Points of negotiation versus point to walk away
Before entering into the negotiation process, it is important to identify to what level you the candidate will happily accept for the role. Negotiation is not a case of trying to see “how much you can get out of your potential employer”, negotiation is about reaching a mutually rewarding outcome for both the job applicant and the employer. Candidates must be clear on what they are seeking from a role / employer and know the point in which they are prepared to walk away from the job. Negotiation is not a game. When you enter into negotiation of salary & conditions, both parties must be prepared that at any time, the other party may walk away or simply withdraw the offer.
Contract – Get it all in writing
Whilst verbal negotiations are legally binding, often they are hard to prove. Therefore, it is critical to ensure all verbally agreed information is backed up by a formal letter of offer/conformation and employment contract in writing before work is commenced. Both parties should ensure that they sign the contract / document to ensure that it is legally binding. Points to consider to be included in a formal offer of employment:
- Position title
- Start Date
- Resignation notice period
- Probation period
- Agreed Salary/Superannuation/Additional benefits
- Pay cycle
- Any extra verbally agreed upon bonuses – Rostered days off/increase in amount of sick leave/holiday leave
Annual performance reviews
Each year or alternatively when a person’s job responsibilities change, it is important to take part in a performance review. Often this is a good opportunity for employees to bring up issues with employers or come to new agreements in regards to some intrinsic rewards. Following are a few tips for a salary increase negotiation:
The most positive way to approach this is to ask for extra work and responsibility and link this to a pay rise, if not immediately then in the future. This approach allows employers to see your capability and offers a better impression than simply asking for more pay for doing the same job.
Pay rises are reflective of an individual’s performance and hence the results of a performance review. While most child care centres do give an annual performance review and CPI salary increase, it certainly isn’t mandatory. Therefore it is vital that all targets / KPI’s are met to achieve good results in a performance review and demonstrate one’s ability to be proactive to be in the best position to receive a salary increase. Many child care centres / OOSH Services say they don’t give a raise until the employer does 20% more work than he did when he was initially hired. Here are some things employees should take into account when considering their worth:
- The job description (rather than job title)
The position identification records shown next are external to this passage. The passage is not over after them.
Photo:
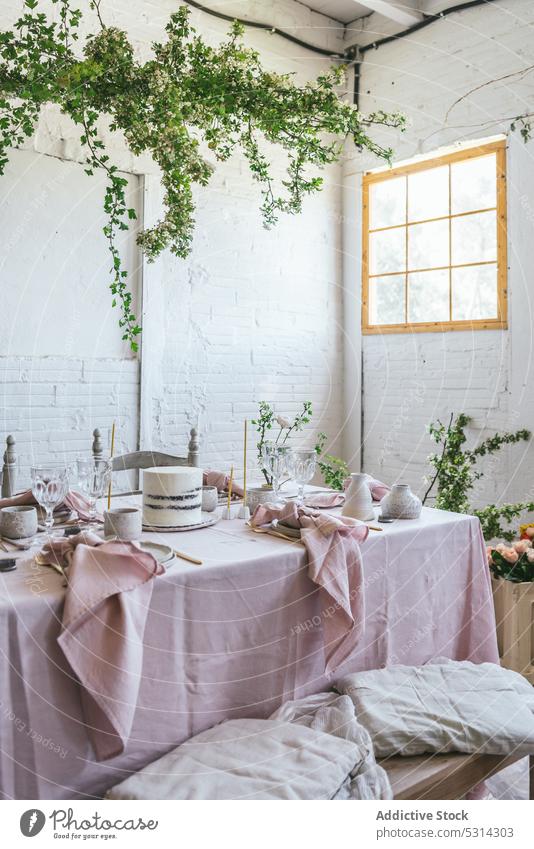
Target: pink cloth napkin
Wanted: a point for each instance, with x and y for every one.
(104, 618)
(73, 501)
(221, 481)
(335, 565)
(335, 499)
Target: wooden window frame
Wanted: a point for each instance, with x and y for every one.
(370, 178)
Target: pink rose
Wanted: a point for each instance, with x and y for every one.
(510, 555)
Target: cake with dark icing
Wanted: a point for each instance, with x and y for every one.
(172, 496)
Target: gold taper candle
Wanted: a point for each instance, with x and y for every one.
(111, 454)
(245, 467)
(230, 482)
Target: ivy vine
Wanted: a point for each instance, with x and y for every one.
(189, 97)
(455, 474)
- Current responsibilities, including any management or leadership tasks or additional
- Years of experience and seniority in the child care centre
- Level of education / qualifications achieved
Tips for negotiation
- Negotiating is about compromise. Focus on goals NOT winning.
- Do your market research, know your award / market worth
- Identify what can and cannot be parted with. Identify what is most important (salary/career development/bonus) and those that are less important (prestigious job title).
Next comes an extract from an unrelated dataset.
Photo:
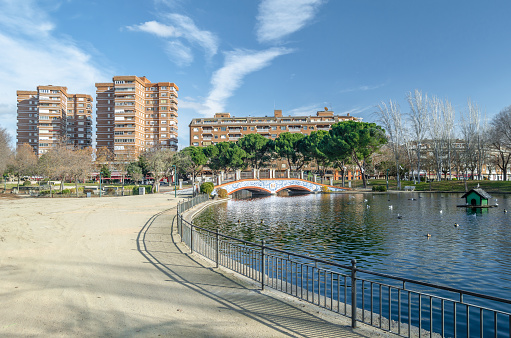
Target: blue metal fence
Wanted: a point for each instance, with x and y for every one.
(399, 305)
- Suppress all emotions. Constantly remembering the goal will help achieve an appropriate level of detachment enabling the negotiation to be more productive and clear for both parties.
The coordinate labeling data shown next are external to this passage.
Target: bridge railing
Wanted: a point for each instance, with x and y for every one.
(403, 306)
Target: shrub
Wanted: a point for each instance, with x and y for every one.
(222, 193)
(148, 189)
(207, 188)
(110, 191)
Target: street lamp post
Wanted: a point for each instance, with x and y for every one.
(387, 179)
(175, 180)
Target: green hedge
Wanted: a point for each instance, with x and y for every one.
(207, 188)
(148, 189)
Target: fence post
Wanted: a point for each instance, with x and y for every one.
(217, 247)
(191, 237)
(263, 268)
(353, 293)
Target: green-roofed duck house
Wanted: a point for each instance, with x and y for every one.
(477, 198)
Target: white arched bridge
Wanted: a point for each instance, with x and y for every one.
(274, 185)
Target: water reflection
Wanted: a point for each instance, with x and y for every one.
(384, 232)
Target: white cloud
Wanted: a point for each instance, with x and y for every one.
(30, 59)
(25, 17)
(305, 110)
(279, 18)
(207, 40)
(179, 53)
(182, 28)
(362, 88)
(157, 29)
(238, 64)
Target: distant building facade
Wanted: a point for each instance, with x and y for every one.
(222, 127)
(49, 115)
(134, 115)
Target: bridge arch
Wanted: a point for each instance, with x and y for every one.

- Take time to evaluate the offer. Consider the total value of the job offer including all its benefits.
- Be realistic. Researching market value and typical salary ranges for the role within that industry. Entry level salaries (trainees, Certificate III’s) are less negotiable than Diploma, Early Childhood Teacher and Director salaries.
- Be appreciative and respectful.
- Don’t be greedy or unreasonable and know when to quit the bargaining. Over negotiating can be a deterrent for an employer.